I had a post all ready to go up Monday morning, but on re-reading it, it sounded like I was complaining. It wasn’t meant that way so I’m going to let it sit in my draft folder for a while and ponder.
Meanwhile, I’ll tell you I did get spanked Sunday afternoon. Nick sent me an email telling me since I wasn’t bearing down on the exercise, I could bare down for him across the bed. I did just that, but of course it was mostly just an excuse for a sexy romp and who doesn’t like that?
I need to do something to get on Nick very good side because I’m ready to do some more remodeling. Remodeling brings on hard times for us. I’ve found over the years that changes are made on Nick’s time table and his alone. Regardless of what I what, we have to wait until he’s ready. And then when I talk to him about what I want, I always feel that I am talking to someone standing on a ledge about to jump. If I go overboard on what I what to do, he’ll jump – back that is, and we’ll end up doing nothing.
We redid our very out dated bathroom years ago and I still love it. Here’s what we did to the kitchen about six years ago. It's still tiny, but I was impressed.
But it’s time to go at it again. Our bedroom and attached half bath have to be redone soon. The bedroom need new carpet and paint, should be easy enough but I don’t live in one of those home in the magazines. While I don’t think I have to worry about being on an episode of Hoarders, our bed room is a catch all room and cleaning it out completely is a daunting task.
We’ve both agreed to rip the bath to the studs and start over. The wallpaper was here when Nick bought the house about thirty-seven years ago. It’s ugly. It’s so aggressively ugly that there is not a rip, not a lose seam, not a sagging corner anywhere. This paper is ugly enough to outlast us all. I finally painted over it and that helped a little, but major changes must be made.

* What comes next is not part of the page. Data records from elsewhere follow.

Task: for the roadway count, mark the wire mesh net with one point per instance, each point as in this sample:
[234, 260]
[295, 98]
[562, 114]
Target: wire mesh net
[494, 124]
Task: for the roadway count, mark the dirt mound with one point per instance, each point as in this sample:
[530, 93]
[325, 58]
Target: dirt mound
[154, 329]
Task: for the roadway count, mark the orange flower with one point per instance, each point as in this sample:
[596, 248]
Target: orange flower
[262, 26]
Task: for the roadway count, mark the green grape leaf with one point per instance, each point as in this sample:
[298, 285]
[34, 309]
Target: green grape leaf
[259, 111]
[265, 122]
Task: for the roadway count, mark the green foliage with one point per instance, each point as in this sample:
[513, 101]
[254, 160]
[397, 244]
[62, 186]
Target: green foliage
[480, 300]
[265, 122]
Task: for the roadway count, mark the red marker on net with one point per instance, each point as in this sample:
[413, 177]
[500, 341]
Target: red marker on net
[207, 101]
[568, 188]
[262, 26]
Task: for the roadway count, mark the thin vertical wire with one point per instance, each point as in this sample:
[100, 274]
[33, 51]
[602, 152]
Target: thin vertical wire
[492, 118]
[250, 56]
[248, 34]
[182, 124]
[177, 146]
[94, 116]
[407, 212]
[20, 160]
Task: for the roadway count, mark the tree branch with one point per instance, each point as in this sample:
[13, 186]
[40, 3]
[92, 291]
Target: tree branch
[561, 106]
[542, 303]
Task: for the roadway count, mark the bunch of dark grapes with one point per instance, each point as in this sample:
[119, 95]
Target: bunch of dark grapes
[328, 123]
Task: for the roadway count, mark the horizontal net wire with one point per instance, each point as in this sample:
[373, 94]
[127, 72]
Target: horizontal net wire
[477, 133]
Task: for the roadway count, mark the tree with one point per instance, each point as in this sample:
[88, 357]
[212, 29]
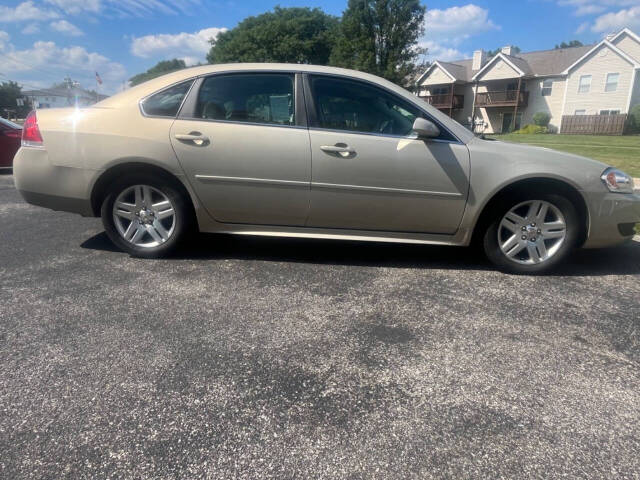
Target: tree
[514, 51]
[571, 44]
[381, 37]
[165, 66]
[288, 35]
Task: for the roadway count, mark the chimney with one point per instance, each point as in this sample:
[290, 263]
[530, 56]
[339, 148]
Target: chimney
[479, 59]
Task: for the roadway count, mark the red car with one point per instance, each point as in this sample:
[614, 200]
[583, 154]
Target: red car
[10, 136]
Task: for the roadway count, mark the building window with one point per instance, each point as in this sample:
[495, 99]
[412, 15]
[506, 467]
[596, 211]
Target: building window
[585, 84]
[440, 90]
[612, 82]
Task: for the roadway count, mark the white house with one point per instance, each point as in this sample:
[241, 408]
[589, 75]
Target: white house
[502, 93]
[61, 97]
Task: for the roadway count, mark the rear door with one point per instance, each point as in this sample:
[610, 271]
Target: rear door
[242, 140]
[370, 172]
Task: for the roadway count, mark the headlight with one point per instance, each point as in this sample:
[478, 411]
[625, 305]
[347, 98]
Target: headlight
[617, 181]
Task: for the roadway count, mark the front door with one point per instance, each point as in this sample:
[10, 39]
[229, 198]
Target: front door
[369, 173]
[243, 149]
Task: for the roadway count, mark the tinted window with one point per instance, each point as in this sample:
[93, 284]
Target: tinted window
[360, 107]
[167, 102]
[252, 98]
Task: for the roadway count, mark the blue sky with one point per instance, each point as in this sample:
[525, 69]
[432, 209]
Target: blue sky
[42, 41]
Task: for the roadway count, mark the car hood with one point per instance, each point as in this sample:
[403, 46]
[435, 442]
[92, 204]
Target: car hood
[526, 161]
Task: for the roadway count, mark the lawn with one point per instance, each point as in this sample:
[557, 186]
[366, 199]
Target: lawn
[622, 152]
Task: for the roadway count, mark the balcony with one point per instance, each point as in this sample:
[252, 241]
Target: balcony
[445, 100]
[504, 98]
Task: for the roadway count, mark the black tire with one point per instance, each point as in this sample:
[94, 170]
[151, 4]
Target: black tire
[506, 264]
[183, 215]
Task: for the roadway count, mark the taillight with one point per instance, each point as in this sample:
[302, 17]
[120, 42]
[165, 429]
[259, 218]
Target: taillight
[30, 132]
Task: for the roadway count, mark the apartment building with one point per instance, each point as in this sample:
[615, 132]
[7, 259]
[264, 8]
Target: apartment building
[502, 93]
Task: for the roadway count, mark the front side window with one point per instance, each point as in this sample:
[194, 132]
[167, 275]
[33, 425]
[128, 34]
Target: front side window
[167, 102]
[354, 106]
[263, 98]
[440, 91]
[612, 82]
[585, 84]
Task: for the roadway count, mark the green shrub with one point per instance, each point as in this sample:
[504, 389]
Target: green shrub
[531, 130]
[541, 119]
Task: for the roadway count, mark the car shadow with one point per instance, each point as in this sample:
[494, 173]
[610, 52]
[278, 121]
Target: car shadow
[623, 260]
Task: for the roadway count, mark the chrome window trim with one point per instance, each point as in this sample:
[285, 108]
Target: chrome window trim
[142, 100]
[237, 122]
[387, 135]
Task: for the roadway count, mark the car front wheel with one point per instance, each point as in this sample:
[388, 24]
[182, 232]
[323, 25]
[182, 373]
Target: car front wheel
[145, 217]
[532, 234]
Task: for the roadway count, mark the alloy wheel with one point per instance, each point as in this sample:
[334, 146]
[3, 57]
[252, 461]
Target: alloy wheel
[144, 216]
[532, 232]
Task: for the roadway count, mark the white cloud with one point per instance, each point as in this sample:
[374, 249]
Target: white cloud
[4, 40]
[584, 26]
[75, 7]
[452, 25]
[30, 29]
[611, 22]
[440, 52]
[126, 8]
[66, 28]
[446, 29]
[46, 63]
[25, 11]
[191, 45]
[584, 10]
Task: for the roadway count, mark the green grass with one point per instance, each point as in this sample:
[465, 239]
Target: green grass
[622, 152]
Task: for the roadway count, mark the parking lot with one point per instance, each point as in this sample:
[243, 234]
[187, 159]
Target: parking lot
[273, 358]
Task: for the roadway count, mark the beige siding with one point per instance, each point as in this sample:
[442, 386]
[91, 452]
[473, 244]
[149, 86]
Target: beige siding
[498, 71]
[598, 65]
[463, 115]
[629, 46]
[436, 77]
[551, 104]
[635, 97]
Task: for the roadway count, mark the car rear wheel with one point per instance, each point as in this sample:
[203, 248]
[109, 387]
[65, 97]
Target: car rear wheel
[145, 217]
[532, 233]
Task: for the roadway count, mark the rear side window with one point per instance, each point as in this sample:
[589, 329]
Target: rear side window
[249, 98]
[167, 102]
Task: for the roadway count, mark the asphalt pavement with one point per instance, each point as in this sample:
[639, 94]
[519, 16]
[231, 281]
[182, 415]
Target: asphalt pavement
[256, 358]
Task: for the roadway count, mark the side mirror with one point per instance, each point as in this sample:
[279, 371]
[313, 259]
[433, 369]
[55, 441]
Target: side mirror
[425, 128]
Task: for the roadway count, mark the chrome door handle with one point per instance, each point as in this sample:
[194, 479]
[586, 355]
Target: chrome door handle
[194, 137]
[337, 149]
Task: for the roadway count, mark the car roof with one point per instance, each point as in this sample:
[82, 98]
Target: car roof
[135, 94]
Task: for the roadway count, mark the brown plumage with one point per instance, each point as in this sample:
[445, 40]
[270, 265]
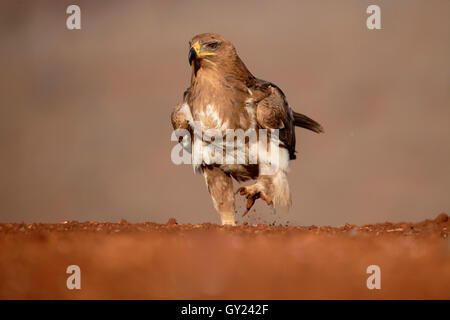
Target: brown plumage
[224, 95]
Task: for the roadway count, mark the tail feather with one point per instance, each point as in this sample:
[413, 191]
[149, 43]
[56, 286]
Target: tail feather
[303, 121]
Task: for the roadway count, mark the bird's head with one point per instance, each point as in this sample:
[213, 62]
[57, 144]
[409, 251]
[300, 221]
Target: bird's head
[209, 47]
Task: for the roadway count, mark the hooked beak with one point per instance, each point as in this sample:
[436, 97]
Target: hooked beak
[194, 53]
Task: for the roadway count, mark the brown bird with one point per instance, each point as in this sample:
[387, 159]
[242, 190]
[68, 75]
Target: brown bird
[224, 95]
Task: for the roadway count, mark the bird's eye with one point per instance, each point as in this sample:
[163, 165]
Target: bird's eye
[212, 45]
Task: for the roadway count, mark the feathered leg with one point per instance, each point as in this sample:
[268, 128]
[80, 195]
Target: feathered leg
[272, 188]
[220, 186]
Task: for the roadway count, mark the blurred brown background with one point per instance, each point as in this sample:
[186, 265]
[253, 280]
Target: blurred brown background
[84, 114]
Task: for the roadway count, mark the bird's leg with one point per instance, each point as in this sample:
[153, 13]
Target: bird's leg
[220, 186]
[254, 192]
[272, 188]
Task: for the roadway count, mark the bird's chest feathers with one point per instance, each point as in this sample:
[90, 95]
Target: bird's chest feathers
[216, 106]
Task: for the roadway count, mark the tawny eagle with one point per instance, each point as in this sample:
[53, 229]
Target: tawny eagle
[224, 95]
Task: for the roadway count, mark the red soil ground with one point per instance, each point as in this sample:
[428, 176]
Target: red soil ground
[207, 261]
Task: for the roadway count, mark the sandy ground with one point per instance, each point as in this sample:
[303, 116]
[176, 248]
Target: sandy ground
[207, 261]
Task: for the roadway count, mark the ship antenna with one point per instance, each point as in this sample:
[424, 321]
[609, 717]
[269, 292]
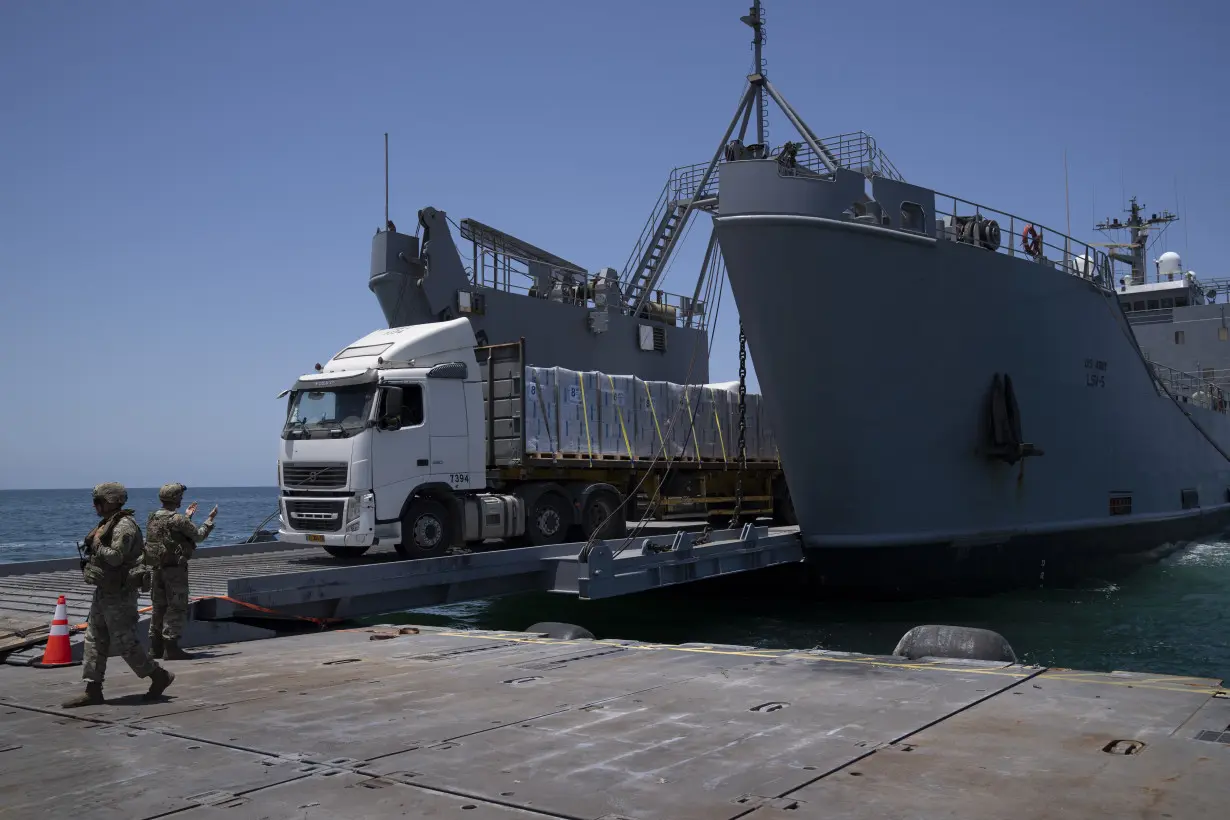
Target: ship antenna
[755, 20]
[1068, 210]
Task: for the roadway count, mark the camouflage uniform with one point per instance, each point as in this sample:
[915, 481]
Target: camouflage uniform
[170, 540]
[113, 553]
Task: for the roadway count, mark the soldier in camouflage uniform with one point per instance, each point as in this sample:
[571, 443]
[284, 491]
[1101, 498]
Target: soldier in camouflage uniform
[170, 540]
[113, 553]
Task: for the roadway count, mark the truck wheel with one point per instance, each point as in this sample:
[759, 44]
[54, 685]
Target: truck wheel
[603, 509]
[424, 530]
[549, 520]
[346, 552]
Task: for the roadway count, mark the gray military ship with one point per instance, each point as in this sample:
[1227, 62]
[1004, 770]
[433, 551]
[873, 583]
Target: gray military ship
[985, 413]
[983, 416]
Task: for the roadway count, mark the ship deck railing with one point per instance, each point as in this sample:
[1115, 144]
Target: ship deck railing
[512, 277]
[1208, 390]
[854, 151]
[1055, 248]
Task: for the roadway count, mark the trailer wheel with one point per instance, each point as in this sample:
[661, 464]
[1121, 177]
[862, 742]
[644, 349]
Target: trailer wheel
[603, 509]
[549, 520]
[424, 530]
[346, 552]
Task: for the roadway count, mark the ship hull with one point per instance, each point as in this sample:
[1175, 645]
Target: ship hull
[876, 350]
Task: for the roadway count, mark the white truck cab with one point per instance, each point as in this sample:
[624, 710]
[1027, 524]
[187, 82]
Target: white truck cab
[397, 411]
[415, 437]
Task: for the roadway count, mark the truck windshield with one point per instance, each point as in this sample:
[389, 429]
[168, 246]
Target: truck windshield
[321, 412]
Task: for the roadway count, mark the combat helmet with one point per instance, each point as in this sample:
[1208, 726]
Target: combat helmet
[111, 492]
[171, 492]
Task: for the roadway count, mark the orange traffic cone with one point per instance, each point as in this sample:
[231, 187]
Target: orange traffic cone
[58, 652]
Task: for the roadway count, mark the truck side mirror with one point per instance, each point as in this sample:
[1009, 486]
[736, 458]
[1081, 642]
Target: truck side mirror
[391, 416]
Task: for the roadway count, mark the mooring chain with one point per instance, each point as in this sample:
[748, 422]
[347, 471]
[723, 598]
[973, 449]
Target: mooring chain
[743, 428]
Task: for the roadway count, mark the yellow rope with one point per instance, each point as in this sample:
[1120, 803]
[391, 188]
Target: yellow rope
[717, 422]
[654, 414]
[619, 414]
[584, 412]
[691, 421]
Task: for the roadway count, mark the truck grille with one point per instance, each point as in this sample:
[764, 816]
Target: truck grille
[315, 516]
[314, 476]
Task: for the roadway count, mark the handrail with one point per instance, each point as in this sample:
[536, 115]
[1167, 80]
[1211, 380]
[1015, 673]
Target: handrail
[1190, 387]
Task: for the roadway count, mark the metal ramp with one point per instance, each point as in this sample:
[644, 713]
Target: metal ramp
[274, 584]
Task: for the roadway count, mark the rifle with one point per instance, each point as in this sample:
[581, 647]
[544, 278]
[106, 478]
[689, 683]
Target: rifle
[84, 553]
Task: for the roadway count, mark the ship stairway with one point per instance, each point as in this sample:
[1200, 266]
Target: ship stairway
[652, 256]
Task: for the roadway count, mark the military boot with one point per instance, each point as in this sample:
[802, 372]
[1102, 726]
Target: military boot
[92, 696]
[159, 680]
[172, 650]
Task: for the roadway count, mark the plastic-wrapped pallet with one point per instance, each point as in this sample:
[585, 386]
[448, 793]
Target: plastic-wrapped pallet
[643, 433]
[541, 411]
[722, 446]
[754, 419]
[577, 411]
[656, 403]
[616, 414]
[698, 413]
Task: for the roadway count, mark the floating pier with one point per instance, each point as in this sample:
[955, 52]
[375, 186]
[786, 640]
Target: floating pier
[238, 587]
[437, 723]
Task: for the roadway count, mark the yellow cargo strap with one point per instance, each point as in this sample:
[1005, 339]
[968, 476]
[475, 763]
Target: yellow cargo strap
[691, 421]
[653, 413]
[584, 413]
[619, 414]
[717, 423]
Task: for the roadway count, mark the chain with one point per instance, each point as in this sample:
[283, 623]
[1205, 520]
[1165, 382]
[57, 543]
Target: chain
[743, 427]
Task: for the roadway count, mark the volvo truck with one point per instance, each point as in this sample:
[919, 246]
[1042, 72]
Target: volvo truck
[416, 437]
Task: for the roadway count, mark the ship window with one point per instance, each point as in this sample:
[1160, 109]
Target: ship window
[913, 219]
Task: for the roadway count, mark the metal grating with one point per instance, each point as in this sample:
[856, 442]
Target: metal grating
[315, 516]
[314, 476]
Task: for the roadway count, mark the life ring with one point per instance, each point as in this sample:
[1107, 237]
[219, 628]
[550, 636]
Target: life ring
[1031, 240]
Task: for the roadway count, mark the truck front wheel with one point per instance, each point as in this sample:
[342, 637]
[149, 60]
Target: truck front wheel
[424, 530]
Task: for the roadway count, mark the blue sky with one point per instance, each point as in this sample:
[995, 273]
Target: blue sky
[188, 189]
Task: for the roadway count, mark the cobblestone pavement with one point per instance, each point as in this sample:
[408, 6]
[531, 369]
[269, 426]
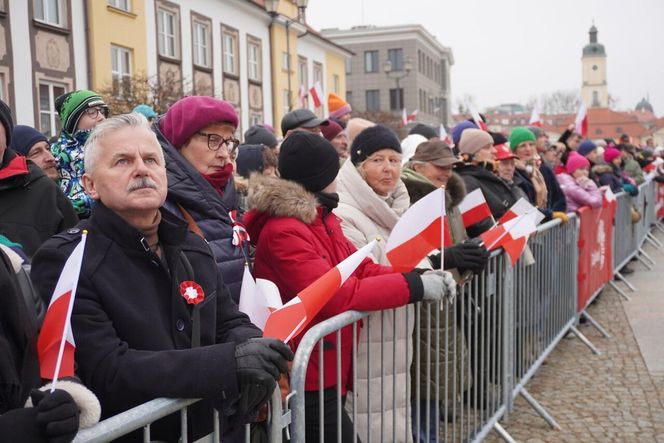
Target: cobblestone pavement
[606, 398]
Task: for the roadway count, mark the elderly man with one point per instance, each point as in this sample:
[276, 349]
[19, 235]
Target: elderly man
[152, 316]
[33, 207]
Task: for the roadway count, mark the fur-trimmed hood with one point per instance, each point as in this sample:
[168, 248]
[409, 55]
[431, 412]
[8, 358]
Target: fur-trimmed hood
[275, 197]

Okay, he and I are both in agreement. But the timing is the problem. I’m home, I’ve just finished a book (Cal and Jenny’s story is off for the first edit, cross your fingers). I could really dive into getting the bedroom cleaned out. But I don’t want to do it if we’re not ready to go for it. I feel like the clutter in our house is in a semi-liquid state.
I can get it clean for a short time but eventually, like even a thick liquid, it will flow back to fill up the space. And I don’t want to have to do it twice.
I have a long list of things that we need to do – we need a new roof, new gutters and new landscaping. I want to redo the living room, change the old fireplace, get rid of the awful mirrors over the fireplace, I want built in bookcases on either side of the fire place and maybe some in my writing room, I want to change the window treatments, I want crown molding throughout and fresh paint, and to get rid of the awful recliners that – yes, I helped choose. Okay, as I read this I can see why Nick ignores me. But we are at the age we need to get all this done so it won’t be a hassle in our old age. I want things done, and done well now so we can enjoy it and that when these things really need changing again in twenty-five to thirty years it will be Mollie’s problem.
And suggestions for how to get Nick on board at least for some of these projects?